Despite the steady stream of news about the fluctuating global economy, consumers are still consuming beef and pork, and, among U.S. consumers, the appetite for nicer cuts seems particularly strong. U.S. exports of beef and pork are on pace to set records this year, and domestic demand is rebounding with surprising strength, indicating that slower growth world-wide and high U.S. unemployment have not curbed the consumption of everyday luxuries.

In recent months the difference has increased between prices for choice cuts of beef typically sold in restaurants and for less costly select beef, which usually is purchased in supermarkets, said Glynn Tonsor, assistant professor of agricultural economics at Kansas State University.  Consumers who cannot afford the rising prices are simply moving to cheaper cuts, he said.

According to an index that Tonsor compiles, U.S. beef demand has risen for five consecutive quarters on a year-over-year basis through the third quarter.  Pork is up four quarters in a row.

Consumer demand has helped keep livestock futures consistently high this year, even as other commodity prices have swung wildly.  Demand has also pushed up domestic retail prices for many beef and pork products in recent years.  The average price for bacon in September was $4.82 a pound up 34 percent from two years earlier, while uncooked beef roasts cost $4.52 a pound, up 15 percent over the same period.

Live cattle prices are up 13 percent his year in Chicago futures trading, making cattle among the few widely traded commodities besides gold to be up double digits.  Lean hogs futures are up 9 percent this year.  Both meat contracts also jumped in 2010, climbing 26 percent and 23 percent, respectively.
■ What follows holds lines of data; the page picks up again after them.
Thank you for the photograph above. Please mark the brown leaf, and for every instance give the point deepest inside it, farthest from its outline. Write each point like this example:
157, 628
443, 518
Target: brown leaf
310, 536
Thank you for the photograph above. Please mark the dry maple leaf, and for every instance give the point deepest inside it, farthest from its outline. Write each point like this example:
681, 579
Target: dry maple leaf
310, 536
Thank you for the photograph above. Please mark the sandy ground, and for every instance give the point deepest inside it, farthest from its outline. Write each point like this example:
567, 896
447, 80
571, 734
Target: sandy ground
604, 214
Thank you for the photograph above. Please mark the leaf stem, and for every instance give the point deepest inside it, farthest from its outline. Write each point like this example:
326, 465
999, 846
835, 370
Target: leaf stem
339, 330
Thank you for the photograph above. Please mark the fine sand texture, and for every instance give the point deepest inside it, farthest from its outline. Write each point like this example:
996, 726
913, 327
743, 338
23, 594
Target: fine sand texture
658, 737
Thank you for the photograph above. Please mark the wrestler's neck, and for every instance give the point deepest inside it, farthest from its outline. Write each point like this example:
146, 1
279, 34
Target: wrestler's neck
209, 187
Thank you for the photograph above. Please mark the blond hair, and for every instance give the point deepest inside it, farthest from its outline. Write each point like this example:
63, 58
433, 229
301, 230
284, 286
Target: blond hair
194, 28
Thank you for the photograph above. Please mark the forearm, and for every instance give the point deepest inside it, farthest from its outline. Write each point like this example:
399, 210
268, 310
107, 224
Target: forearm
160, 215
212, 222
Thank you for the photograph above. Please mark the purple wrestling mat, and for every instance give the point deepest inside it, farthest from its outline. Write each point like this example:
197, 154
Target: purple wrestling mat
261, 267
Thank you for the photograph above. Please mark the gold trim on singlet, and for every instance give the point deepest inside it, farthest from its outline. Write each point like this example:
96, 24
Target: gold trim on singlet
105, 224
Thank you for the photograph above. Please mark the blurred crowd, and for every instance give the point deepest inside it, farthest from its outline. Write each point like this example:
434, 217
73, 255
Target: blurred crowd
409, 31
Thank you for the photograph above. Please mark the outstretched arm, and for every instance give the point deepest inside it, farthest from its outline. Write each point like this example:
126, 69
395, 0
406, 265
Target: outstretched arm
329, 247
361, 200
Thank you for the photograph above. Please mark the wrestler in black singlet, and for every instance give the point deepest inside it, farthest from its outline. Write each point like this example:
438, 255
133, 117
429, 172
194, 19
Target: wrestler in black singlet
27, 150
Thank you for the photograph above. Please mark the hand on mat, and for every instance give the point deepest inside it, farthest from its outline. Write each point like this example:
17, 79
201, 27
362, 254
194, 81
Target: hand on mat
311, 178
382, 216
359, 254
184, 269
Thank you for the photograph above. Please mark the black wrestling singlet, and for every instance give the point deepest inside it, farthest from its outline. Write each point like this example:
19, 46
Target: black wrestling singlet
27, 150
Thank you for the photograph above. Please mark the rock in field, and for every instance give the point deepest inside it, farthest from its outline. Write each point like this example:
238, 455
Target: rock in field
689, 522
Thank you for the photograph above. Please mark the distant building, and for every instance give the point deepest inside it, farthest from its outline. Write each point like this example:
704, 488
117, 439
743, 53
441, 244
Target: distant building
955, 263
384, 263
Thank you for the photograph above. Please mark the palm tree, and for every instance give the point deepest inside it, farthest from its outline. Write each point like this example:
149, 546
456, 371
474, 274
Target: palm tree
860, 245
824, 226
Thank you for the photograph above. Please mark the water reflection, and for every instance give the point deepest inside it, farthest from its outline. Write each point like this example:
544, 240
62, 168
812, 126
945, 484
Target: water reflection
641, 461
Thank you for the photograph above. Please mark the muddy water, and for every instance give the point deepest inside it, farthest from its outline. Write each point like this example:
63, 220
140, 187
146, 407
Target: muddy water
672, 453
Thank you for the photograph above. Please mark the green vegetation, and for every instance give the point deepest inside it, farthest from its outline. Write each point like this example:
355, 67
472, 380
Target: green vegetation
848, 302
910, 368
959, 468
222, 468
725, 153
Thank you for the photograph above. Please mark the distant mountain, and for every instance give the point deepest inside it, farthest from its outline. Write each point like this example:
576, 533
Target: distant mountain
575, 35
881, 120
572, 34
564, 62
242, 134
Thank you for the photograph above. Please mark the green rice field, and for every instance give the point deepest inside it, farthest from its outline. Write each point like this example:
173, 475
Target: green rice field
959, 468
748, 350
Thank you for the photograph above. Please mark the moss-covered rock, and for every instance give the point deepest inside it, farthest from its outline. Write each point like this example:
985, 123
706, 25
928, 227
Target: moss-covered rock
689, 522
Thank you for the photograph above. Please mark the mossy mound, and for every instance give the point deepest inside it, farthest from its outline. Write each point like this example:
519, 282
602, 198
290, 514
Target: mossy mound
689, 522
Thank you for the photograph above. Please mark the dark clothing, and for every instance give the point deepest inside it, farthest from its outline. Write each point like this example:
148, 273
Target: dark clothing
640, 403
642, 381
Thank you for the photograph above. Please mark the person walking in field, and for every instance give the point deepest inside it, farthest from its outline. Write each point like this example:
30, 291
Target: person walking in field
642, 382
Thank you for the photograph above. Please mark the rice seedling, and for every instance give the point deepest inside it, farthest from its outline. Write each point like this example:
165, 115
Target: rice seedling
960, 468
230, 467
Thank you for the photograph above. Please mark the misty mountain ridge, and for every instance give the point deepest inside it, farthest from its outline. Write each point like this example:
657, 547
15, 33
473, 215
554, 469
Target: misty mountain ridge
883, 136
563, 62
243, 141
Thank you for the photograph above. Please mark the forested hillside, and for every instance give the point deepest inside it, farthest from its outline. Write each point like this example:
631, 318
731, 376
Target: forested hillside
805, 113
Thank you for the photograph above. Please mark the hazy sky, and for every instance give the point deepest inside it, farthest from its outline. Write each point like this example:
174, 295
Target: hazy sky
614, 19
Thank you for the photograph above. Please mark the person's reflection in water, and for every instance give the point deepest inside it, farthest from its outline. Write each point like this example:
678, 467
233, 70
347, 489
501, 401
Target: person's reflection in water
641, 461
“So far, we’re not seeing U.S. demand or export demand soften,” said Ron Plain, a professor of agricultural economics at the University of Missouri.  U.S. beef exports are on track to top the all-time high of 2.5 billion pounds set in 2003 by roughly 10 percent, according to USDA.  Pork exports also are poised to top the 2008 record of 4.7 billion pounds.  A cheaper dollar is also giving a significant boost to exports, making U.S. meat cheaper abroad, particularly among major customers in Asia.